Marco Armani: “Quando Pino Daniele mi scrisse ‘Anna Verrà'”

Il cantautore barese sta preparando un disco con Red Canzian. Che nel programma tv di Amadeus "Ora o Mai più" duetta con lui. Intervista.

L’esordio a ‘Ora o mai più’, il programma di Rai Uno condotto da Amadeus ogni venerdì di giugno, non è stato dei più felici. Marco Armani, cantautore barese di 57 anni, famoso per i suoi brani in gara a Sanremo negli anni 80, lo ha ammesso da solo. Nel secondo appuntamento, però, è riuscito a piazzarsi al secondo posto dietro a Lisa. Un progresso meritato per le interpretazioni di ‘Uomini soli’ con Red Canzian e per la cover di ‘Yes, I know my way’ del compianto Pino Daniele.

Marco Antonio Armenise, in arte Marco Armani, raggiunse l’apice del successo al suo terzo Festival di Sanremo, nel 1985, con la canzone Tu dimmi un cuore ce l’hai, piazzandosi all’undicesimo posto, ma quella canzone ha avuto vita lunga.

Marco Armani ha molte cose da dire e ci svela anche un aneddoto su Pino Daniele in relazione ad una canzone in particolare.

 

Il tuo vero nome è Marco Antonio Armenise, come sei diventato “Armani”?

È nato più di 35 anni fa, quando c’era l’abitudine di prendere i nomi dalle star della moda. Il mio cognome era avulso, strano ed era difficile da ricordare. In quel periodo Giorgio Armani faceva i primi jeans e per anni, il pubblico, mi ha chiesto se fossimo parenti.

Come ti sei sentito nel cantare, durante la prima puntata di ‘Ora o mai più’, il tuo cavallo di battaglia ‘Tu dimmi ce l’hai un cuore’?

L’ho cantata molte volte, e siccome sono un estemporaneo non preferisco cantarla sempre allo stessa identica maniera ma reinterpretarla come se fosse la prima volta. Ed è sempre un piacere ricantarla.

Sei nato a Bari e hai frequentato il conservatorio Niccolò Piccinni. Fra i tuoi maestri di allora c’era anche Nino Rota, il famoso compositore di indimenticabili colonne sonore?

Nino Rota non è stato il mio maestro musicale, ma lui dirigeva il Conservatorio. In qualche modo è stato il mio maestro perché partecipai ad una sua opera, musicata da lui, ma basata su un testo del grande Eduardo De Filippo. Ho avuto la fortuna di conoscere questi due straordinari artisti, ignaro della loro fama a livello mondiale visto che all’epoca ero solo un ragazzino.

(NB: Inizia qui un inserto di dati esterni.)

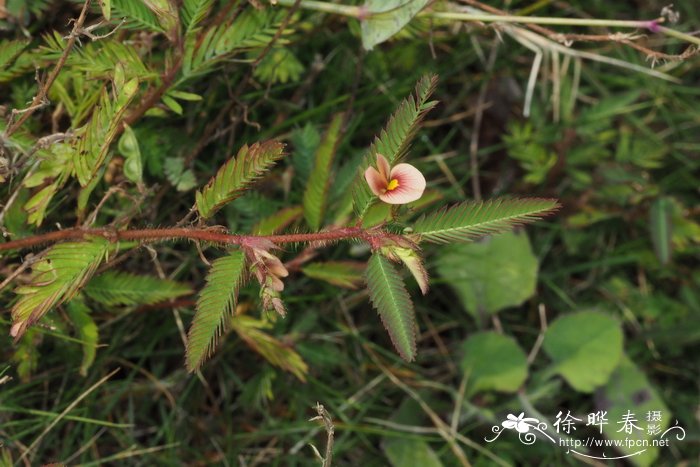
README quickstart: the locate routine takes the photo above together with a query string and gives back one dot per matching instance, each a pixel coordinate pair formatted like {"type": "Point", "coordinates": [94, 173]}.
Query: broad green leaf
{"type": "Point", "coordinates": [55, 279]}
{"type": "Point", "coordinates": [660, 224]}
{"type": "Point", "coordinates": [466, 221]}
{"type": "Point", "coordinates": [394, 141]}
{"type": "Point", "coordinates": [347, 274]}
{"type": "Point", "coordinates": [389, 297]}
{"type": "Point", "coordinates": [386, 18]}
{"type": "Point", "coordinates": [87, 330]}
{"type": "Point", "coordinates": [586, 347]}
{"type": "Point", "coordinates": [215, 307]}
{"type": "Point", "coordinates": [316, 193]}
{"type": "Point", "coordinates": [120, 288]}
{"type": "Point", "coordinates": [488, 276]}
{"type": "Point", "coordinates": [403, 452]}
{"type": "Point", "coordinates": [238, 174]}
{"type": "Point", "coordinates": [129, 148]}
{"type": "Point", "coordinates": [629, 390]}
{"type": "Point", "coordinates": [493, 362]}
{"type": "Point", "coordinates": [278, 353]}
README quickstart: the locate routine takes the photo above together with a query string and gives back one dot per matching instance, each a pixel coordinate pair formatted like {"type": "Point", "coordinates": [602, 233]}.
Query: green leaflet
{"type": "Point", "coordinates": [215, 307]}
{"type": "Point", "coordinates": [316, 194]}
{"type": "Point", "coordinates": [386, 18]}
{"type": "Point", "coordinates": [87, 330]}
{"type": "Point", "coordinates": [250, 29]}
{"type": "Point", "coordinates": [234, 177]}
{"type": "Point", "coordinates": [137, 14]}
{"type": "Point", "coordinates": [660, 224]}
{"type": "Point", "coordinates": [394, 141]}
{"type": "Point", "coordinates": [466, 221]}
{"type": "Point", "coordinates": [55, 279]}
{"type": "Point", "coordinates": [389, 297]}
{"type": "Point", "coordinates": [278, 353]}
{"type": "Point", "coordinates": [194, 12]}
{"type": "Point", "coordinates": [347, 274]}
{"type": "Point", "coordinates": [96, 137]}
{"type": "Point", "coordinates": [278, 221]}
{"type": "Point", "coordinates": [121, 288]}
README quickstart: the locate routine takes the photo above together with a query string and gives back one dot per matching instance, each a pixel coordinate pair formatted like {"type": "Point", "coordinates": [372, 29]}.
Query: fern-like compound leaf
{"type": "Point", "coordinates": [388, 295]}
{"type": "Point", "coordinates": [466, 221]}
{"type": "Point", "coordinates": [238, 174]}
{"type": "Point", "coordinates": [55, 279]}
{"type": "Point", "coordinates": [120, 288]}
{"type": "Point", "coordinates": [215, 307]}
{"type": "Point", "coordinates": [394, 140]}
{"type": "Point", "coordinates": [316, 193]}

Venerdì scorso hai cantato una cover di Pino Daniele in tv, Yes I Know My Way. Ma non è la prima volta che ti cimenti nel cantare canzoni napoletane o di napoletani.

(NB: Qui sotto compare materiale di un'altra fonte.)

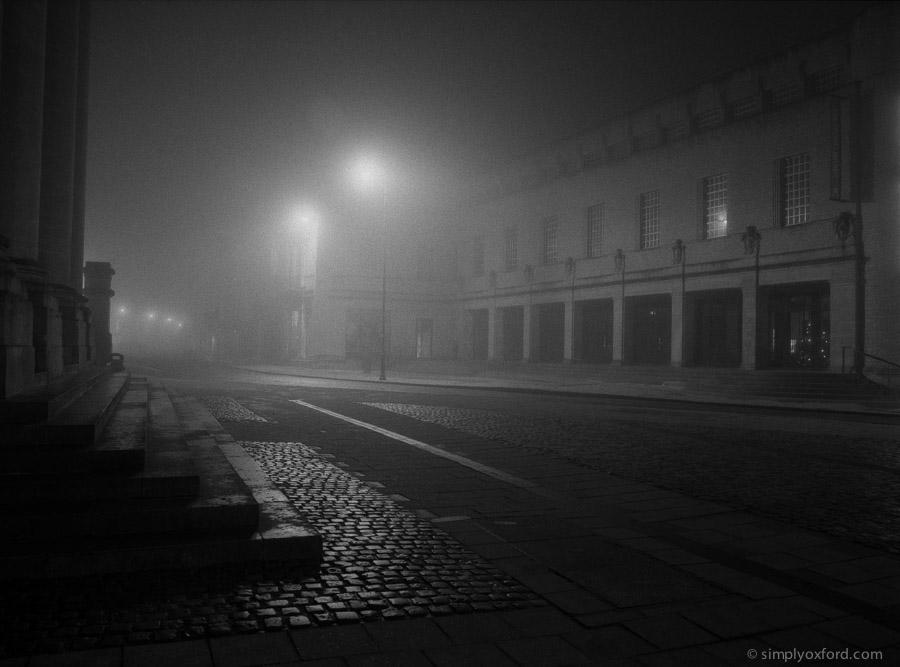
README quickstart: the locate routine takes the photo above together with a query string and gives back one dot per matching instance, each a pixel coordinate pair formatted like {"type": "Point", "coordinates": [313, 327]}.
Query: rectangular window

La canzone napoletana è la più antica in assoluto. È arrivata prima che il grande Cesare Adrea Bixio, negli anni ’30, realizzasse testi in italiano come ‘Mamma’ e ‘Parlami d’amore Mariù’. E credo che si debba massimo rispetto per tutto questo patrimonio di capolavori intramontabili. La lingua stessa napoletana non è un dialetto ma un idioma molto musicale. Di Pino Daniele avrei voluto cantare un’altra canzone, in verità. Ma gli autori della trasmissione non l’hanno ritenuto adatta perché non era molto popolare. Si tratta di ‘Anna Verrà’. Pochissimi sanno che Pino la scrisse per me. Il motivo è che entrambi abbiamo quasi la medesima timbrica.

Quello è il pezzo che ha cantato Gianna Nannini al concerto-tributo “Pino è”.

Mi dispiace, amo la Nannini, i suoi pezzi, ma si vedeva che quella canzone non era per niente adatta a lei, non è riuscita a darle merito.

Come sei stato contattato per la trasmissione ‘Ora o mai più’?

dSono stato semplicemente contattato dall’ufficio casting della trasmissione. Ci ho pensato molto per questa avventura. Ne avevo parlato anche con Stefano Sani. Comunque anche se i riflettori si sono un po’ abbassati non sono stato fermo. Ho fatto tante altre cose molto probabilmente meno eclatanti.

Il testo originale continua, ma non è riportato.